City police official calls crime lab criticism unfair

State's attorney's office noted drug case backlog

April 08, 2003|By Del Quentin Wilber | Del Quentin Wilber,SUN STAFF

A top-ranking Baltimore police official criticized yesterday comments by a spokeswoman for the city state's attorney's office suggesting police were not properly correcting problems in the department's crime lab.

"I regret that [the issue of tests for suspected drugs] has to be dealt with in this way," said Chief Edwin Day, commander of the department's detective division. "The only people who get hurt in this are the people of Baltimore."

Day was responding to an article in yesterday's Sun that reported statistics showing city prosecutors were dropping an increasing number of drug cases because the crime lab was not providing them with basic test results. The number rose to 101 in January from the low 20s in November and December. Also, police and prosecutors reported in a study that test results were not completed by trial day in 28 percent of cases.

Margaret T. Burns, a spokeswoman for State's Attorney Patricia C. Jessamy, had said: "We are concerned about this issue. ... How many meetings do we have to have? The bottom line is this needed to be done six months ago. It's about the allocation of resources. We're having lots of meetings, lots of ideas and no solutions."

Day said Burns' comments were unfair and that police were taking major steps to reduce backlogs and keep track of tests that determine whether suspected drugs are illegal narcotics.

Burns said yesterday that she stood by her earlier comments. "This is a resource issue that they need to address," she said, adding that the criticism from Day "comes with the territory."

Day also noted that the dropped cases represent a tiny portion of all drugs tested by the laboratory. The lab received more than 34,000 cases to test last year.
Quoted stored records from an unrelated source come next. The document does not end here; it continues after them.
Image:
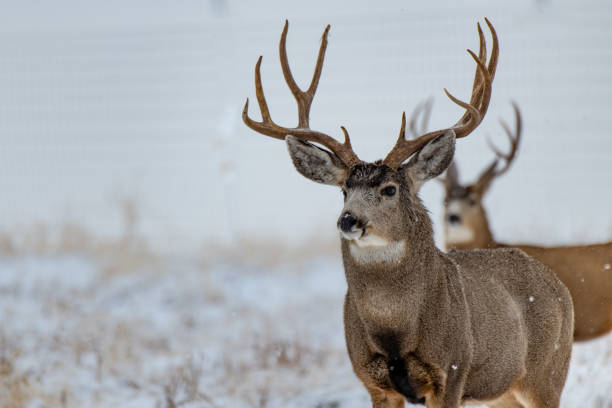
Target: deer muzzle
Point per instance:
(350, 226)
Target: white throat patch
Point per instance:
(375, 249)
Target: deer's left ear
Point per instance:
(315, 163)
(431, 160)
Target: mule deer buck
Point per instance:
(585, 270)
(489, 326)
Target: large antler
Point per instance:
(475, 110)
(492, 171)
(304, 99)
(422, 110)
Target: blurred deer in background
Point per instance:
(490, 326)
(585, 270)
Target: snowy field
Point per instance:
(79, 331)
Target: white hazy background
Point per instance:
(103, 101)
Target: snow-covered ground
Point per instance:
(201, 332)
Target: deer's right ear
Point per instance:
(315, 163)
(431, 160)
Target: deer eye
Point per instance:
(388, 191)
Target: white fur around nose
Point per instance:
(389, 252)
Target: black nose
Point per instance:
(347, 222)
(454, 219)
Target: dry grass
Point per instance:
(126, 253)
(257, 253)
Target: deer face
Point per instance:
(380, 203)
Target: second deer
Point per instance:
(483, 326)
(584, 269)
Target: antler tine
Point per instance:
(423, 109)
(492, 172)
(475, 110)
(304, 99)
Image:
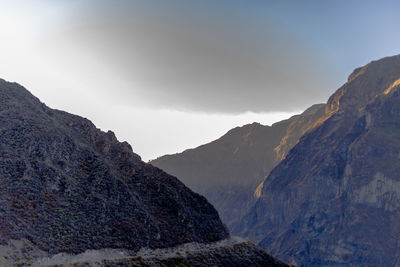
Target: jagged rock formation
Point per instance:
(335, 198)
(228, 252)
(66, 186)
(227, 171)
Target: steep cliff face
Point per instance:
(66, 186)
(335, 198)
(228, 252)
(227, 171)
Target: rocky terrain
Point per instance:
(67, 187)
(335, 198)
(228, 171)
(231, 251)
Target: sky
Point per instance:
(170, 75)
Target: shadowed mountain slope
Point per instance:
(67, 186)
(335, 198)
(227, 171)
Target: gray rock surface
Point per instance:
(66, 186)
(228, 252)
(335, 199)
(228, 171)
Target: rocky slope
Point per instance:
(228, 171)
(67, 186)
(228, 252)
(69, 190)
(335, 198)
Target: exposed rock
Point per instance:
(228, 252)
(228, 171)
(66, 186)
(334, 199)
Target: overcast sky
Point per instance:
(170, 75)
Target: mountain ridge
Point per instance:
(324, 203)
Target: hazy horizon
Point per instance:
(167, 76)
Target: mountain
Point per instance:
(68, 187)
(335, 198)
(228, 171)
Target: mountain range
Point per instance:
(331, 195)
(228, 171)
(68, 187)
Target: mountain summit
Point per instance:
(228, 171)
(66, 186)
(335, 198)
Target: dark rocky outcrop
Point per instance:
(335, 198)
(228, 171)
(66, 186)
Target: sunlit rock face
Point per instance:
(229, 170)
(66, 186)
(334, 199)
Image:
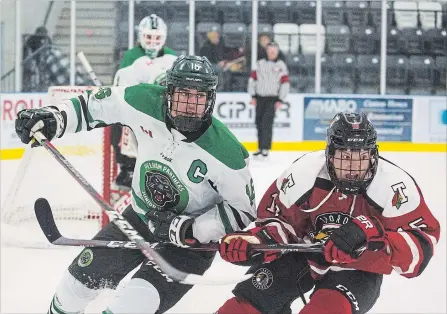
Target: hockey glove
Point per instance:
(48, 120)
(347, 243)
(167, 226)
(236, 247)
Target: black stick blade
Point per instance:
(45, 218)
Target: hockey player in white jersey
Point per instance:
(147, 62)
(190, 169)
(145, 70)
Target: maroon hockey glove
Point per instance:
(236, 247)
(347, 243)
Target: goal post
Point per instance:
(37, 174)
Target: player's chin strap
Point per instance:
(129, 230)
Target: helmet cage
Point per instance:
(191, 72)
(152, 33)
(341, 137)
(188, 121)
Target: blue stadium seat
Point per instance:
(368, 74)
(177, 11)
(422, 71)
(203, 28)
(405, 14)
(333, 13)
(235, 34)
(178, 37)
(412, 41)
(436, 41)
(397, 75)
(365, 40)
(441, 68)
(263, 28)
(287, 37)
(430, 14)
(338, 38)
(281, 11)
(357, 13)
(343, 79)
(145, 8)
(233, 11)
(308, 73)
(207, 12)
(296, 67)
(264, 14)
(237, 81)
(376, 14)
(393, 40)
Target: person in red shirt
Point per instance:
(369, 213)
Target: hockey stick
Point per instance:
(129, 231)
(46, 221)
(89, 68)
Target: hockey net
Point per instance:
(38, 174)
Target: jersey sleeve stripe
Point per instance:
(84, 111)
(427, 249)
(225, 219)
(77, 108)
(238, 218)
(414, 252)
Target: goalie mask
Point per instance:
(191, 92)
(152, 32)
(351, 152)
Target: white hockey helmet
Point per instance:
(152, 32)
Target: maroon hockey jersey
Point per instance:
(303, 202)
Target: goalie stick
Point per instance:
(130, 232)
(46, 221)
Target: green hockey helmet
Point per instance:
(191, 92)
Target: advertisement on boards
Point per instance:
(392, 117)
(236, 112)
(10, 104)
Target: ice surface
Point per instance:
(30, 276)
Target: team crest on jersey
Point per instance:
(399, 196)
(85, 258)
(262, 279)
(287, 183)
(162, 188)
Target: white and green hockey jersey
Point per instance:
(145, 70)
(207, 179)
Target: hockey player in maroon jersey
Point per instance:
(370, 214)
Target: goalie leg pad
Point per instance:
(138, 296)
(71, 296)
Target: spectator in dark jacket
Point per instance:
(268, 86)
(263, 40)
(37, 40)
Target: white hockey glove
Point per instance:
(167, 226)
(48, 120)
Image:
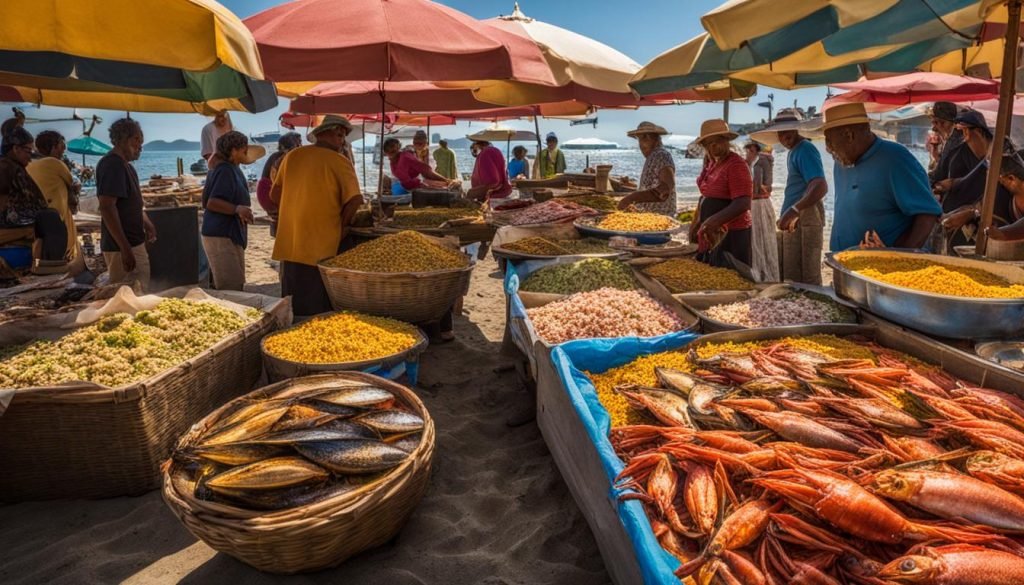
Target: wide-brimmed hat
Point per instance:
(787, 119)
(332, 121)
(647, 128)
(715, 128)
(845, 115)
(253, 154)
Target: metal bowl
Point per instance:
(942, 316)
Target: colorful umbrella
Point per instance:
(310, 41)
(190, 50)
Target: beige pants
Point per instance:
(140, 274)
(227, 262)
(800, 250)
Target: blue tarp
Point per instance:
(570, 360)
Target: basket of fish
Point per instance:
(302, 474)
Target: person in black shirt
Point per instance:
(125, 228)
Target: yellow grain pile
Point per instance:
(927, 276)
(341, 338)
(402, 252)
(634, 221)
(685, 275)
"It's unfortunate that the state's attorney is opting to take the issue to the media instead of dealing with the issue directly," Day said. "It was not a fair assessment of what the situation is."

Police said last week that they were taking steps to fix the process -- ranging from better training for prosecutors to receiving only one consolidated list, twice a day, for lab results. Prosecutors will set priorities for cases that need tests, officials said.